Highlights & Insights¶
- The problem is precisely formulated: the intersection of no source data, sparse labels, and regression represents a genuinely challenging real-world scenario in medicine and neuroscience that prior methods have largely overlooked.
- The extension of CUDA to regression is methodologically elegant: by discretizing the pseudo-label search space rather than the model outputs, the approach efficiently preserves continuous prediction capability.
- The theoretical grounding is solid: the unsupervised objective is derived as a maximum-entropy prior over model parameters (MAP estimation), providing motivation beyond heuristic regularization.
- The incorporation of the label prior \(p(y)\) enables the model to actively mitigate sampling bias in the training set, an important property for real-world data.
Limitations & Future Work¶
- The bin size for discretization remains a hyperparameter requiring manual tuning, albeit with guidance provided in the paper.
- Validation is limited to relatively small datasets (EEG ~12K samples; MRI ~188 samples); performance on larger datasets remains unknown.
- Applicability to high-dimensional output spaces (e.g., dense prediction or segmentation) is not explored.
- The Gaussian conditional distribution assumption may be inappropriate for multimodal or heavy-tailed regression problems.
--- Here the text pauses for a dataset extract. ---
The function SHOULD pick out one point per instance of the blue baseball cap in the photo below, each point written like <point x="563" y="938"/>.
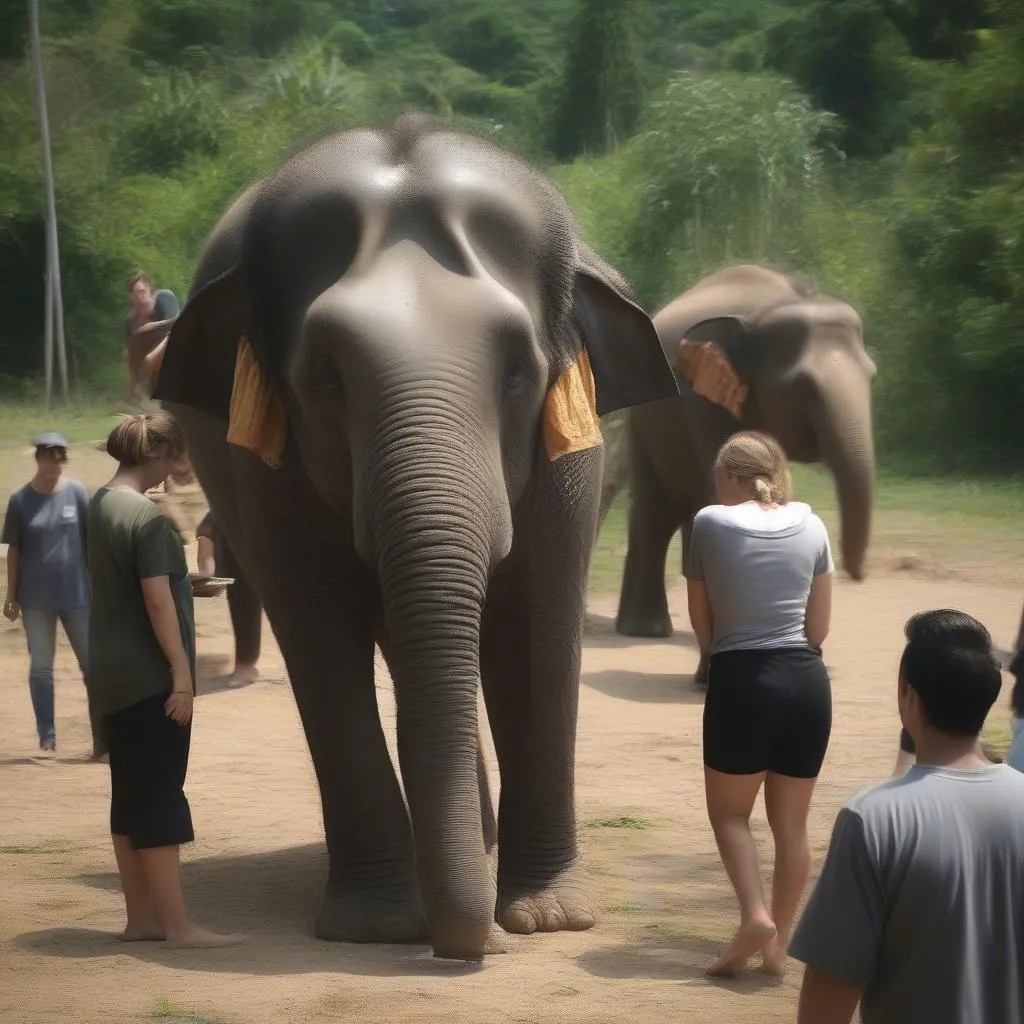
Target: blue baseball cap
<point x="50" y="439"/>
- No comparison is made against recent parameter-efficient transfer methods such as LoRA.
- While \(\alpha=0.1\) is empirically stable, its optimal value may depend on the degree of domain shift.
Related Work & Insights¶
- CRAFT builds on the theoretical foundation of CUDA (Contradistinguisher), with two key extensions: (a) from UDA to SF-SSDA, and (b) from classification to regression.
- Unlike SHOT++, CRAFT requires neither feature alignment nor prototype-based clustering of pseudo-labels.
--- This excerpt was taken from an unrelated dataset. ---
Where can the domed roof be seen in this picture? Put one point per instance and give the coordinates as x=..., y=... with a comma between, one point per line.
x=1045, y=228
- The feature alignment approach of DataFree/BUFR is complementary to CRAFT — CRAFT bypasses intermediate representation alignment and directly learns the joint distribution.
- The EEGNet-LSTM architecture introduced for saccade prediction substantially outperforms baselines (>16%), representing a contribution independent of CRAFT.
- The work provides important practical guidance for transfer learning in medical imaging and neuroscience.
Rating¶
- Novelty: ⭐⭐⭐⭐ The extension of CUDA to SF-SSDA regression carries genuine theoretical novelty.
- Experimental Thoroughness: ⭐⭐⭐⭐ Four datasets, computational complexity analysis, and sampling bias evaluation.
- Writing Quality: ⭐⭐⭐⭐ Theoretical derivations are clear and problem motivation is well-articulated.
- Value: ⭐⭐⭐⭐ Fills a gap in SF-SSDA for regression tasks with clearly defined practical applications.